Brief Analysis - ASEAN Must Do More for Accelerating Just Energy Transition - IESR_page-0001

ASEAN Must Do More for Accelerating Just Energy Transition

This briefing paper highlights the paradox facing ASEAN: on the one hand, it aspires to be the world’s ‘growth epicenter’, while on the other, it is at the ‘epicenter of climate change’. Driven by economic growth and growing energy demand, ASEAN’s contribution to global emissions is also rising, bringing significant consequences for its population. Southeast Asia’s geographic and demographic characteristics—low-lying areas, dense populations, infrastructure challenges, and reliance on agriculture—make the region highly vulnerable to the impacts of climate change. The Asia Pacific Disaster Report 2024 even warns that climate-related disasters are on the rise, having affected more than 580 million people in the past five decades, with devastating financial losses, reaching an average Annual Loss (AAL) of US$86.5 billion, far exceeding the investment needed to meet clean energy targets.

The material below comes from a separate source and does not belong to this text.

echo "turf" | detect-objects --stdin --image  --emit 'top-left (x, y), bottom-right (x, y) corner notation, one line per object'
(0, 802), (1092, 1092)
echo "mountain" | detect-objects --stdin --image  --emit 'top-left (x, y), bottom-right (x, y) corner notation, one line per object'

Beyond the direct costs of disasters, inaction on climate change also creates systemic costs, such as air pollution causing thousands of deaths annually, burdens on health systems, and food insecurity. A UNEP 2024 study estimates that air pollution will cost countries like Indonesia, Thailand, and Cambodia tens of billions of USD annually by 2030. Therefore, this policy brief calls for an urgent transformation for ASEAN: the region must decouple economic growth from emissions by accelerating the energy transition towards sustainable green development.